The 46-page report accused Clinton — a possible White House contender in 2016 — of seeking to cover up failures by the State Department that could have contributed to the attack last year that killed Ambassador Christopher Stevens and three other Americans.
The report, compiled by five House panels after a seven-month investigation, said Clinton approved reductions in security levels prior to the Sept. 11, 2012, attack, contradicting Clinton’s testimony before the House Foreign Affairs Committee on Jan. 23.
“Senior State Department officials knew that the threat environment in Benghazi was high and that the Benghazi compound was vulnerable and unable to withstand an attack, yet the Department continued to systematically withdraw security personnel,” the report states.
“Repeated requests for additional security were denied at the highest levels of the State Department,” it said. “For example, an April 2012 State Department cable bearing Secretary Hillary Clinton’s signature acknowledged then-Ambassador [Gene] Cretz’s formal request for additional security assets but ordered the withdrawal of security elements to proceed as planned.”

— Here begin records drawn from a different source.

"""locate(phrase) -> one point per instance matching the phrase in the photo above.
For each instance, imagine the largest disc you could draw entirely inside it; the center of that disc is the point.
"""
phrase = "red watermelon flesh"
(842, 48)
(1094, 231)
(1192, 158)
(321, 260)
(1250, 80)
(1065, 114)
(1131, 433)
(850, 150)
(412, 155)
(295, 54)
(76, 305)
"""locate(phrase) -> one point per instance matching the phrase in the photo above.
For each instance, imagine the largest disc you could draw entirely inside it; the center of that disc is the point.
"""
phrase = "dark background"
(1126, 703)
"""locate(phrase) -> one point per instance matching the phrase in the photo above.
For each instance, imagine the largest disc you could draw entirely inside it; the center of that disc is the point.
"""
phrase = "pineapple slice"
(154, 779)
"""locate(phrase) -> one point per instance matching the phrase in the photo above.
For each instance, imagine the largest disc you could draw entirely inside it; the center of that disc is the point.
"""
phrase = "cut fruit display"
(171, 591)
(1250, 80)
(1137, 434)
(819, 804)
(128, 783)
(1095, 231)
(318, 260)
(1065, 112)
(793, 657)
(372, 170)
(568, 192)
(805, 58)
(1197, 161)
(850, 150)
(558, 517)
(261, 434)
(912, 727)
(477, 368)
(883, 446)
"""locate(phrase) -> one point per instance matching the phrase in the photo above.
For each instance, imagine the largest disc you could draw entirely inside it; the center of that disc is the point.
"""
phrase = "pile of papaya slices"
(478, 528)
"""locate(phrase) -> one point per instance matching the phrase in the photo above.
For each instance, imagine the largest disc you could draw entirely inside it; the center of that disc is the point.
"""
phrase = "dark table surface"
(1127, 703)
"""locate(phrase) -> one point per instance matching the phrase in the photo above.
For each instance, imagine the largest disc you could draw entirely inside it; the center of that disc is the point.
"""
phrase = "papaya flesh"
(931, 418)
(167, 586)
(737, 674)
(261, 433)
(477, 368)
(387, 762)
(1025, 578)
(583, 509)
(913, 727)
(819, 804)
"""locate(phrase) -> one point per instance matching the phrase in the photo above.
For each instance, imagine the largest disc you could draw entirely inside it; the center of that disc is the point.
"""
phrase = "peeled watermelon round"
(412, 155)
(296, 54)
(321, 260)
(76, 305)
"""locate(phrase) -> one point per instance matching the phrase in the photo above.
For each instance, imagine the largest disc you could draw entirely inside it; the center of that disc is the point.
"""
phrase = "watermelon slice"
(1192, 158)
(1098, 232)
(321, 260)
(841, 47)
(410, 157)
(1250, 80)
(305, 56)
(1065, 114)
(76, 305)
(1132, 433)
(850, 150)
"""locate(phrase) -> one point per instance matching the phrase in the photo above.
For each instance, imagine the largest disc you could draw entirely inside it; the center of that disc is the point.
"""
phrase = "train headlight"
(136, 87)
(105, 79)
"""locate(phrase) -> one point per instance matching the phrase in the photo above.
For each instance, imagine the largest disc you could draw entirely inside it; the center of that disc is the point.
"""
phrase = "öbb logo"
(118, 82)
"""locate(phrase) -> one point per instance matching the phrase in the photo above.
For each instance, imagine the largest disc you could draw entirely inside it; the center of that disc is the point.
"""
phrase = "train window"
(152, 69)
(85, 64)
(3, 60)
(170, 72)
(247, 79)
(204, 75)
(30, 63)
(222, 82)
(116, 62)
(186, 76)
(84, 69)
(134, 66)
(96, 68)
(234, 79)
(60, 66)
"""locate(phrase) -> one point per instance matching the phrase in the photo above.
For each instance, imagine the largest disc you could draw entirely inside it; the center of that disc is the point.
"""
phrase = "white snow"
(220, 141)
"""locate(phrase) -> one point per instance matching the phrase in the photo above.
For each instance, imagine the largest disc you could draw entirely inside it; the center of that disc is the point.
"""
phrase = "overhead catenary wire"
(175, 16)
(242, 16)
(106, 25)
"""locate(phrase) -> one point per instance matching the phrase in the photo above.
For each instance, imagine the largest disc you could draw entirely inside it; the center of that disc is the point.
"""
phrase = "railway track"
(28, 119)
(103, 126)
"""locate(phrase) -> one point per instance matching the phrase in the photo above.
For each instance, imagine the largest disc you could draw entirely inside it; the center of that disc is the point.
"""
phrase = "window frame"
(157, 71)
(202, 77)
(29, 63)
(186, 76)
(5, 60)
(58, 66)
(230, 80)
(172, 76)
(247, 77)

“Clinton testified that the more than 1 million cables that come to the State Department from the field every year are addressed to her and those that go out from Foggy Bottom bear her signature, regardless of who wrote them.”
It also accuses the White House and senior State Department officials of altering accurate talking points drafted by the intelligence community in order to protect the department in the days after the attack.
Contrary to what the administration has stated, the report said the talking points were not edited to protect classified information, and notes that concern for classified information is never mentioned in email traffic among senior administration officials.
The report, distributed to Republican House members on Tuesday, aims in part to inoculate Speaker John Boehner (R-Ohio) and his committee leaders from conservative criticism that they’re giving the Obama administration a free pass on Benghazi by opposing the creation of a select committee endorsed by more than half the Republican conference.
It’s also a first shot at Clinton’s legacy at the State Department as she begins to lay the groundwork for a possible presidential run in 2016.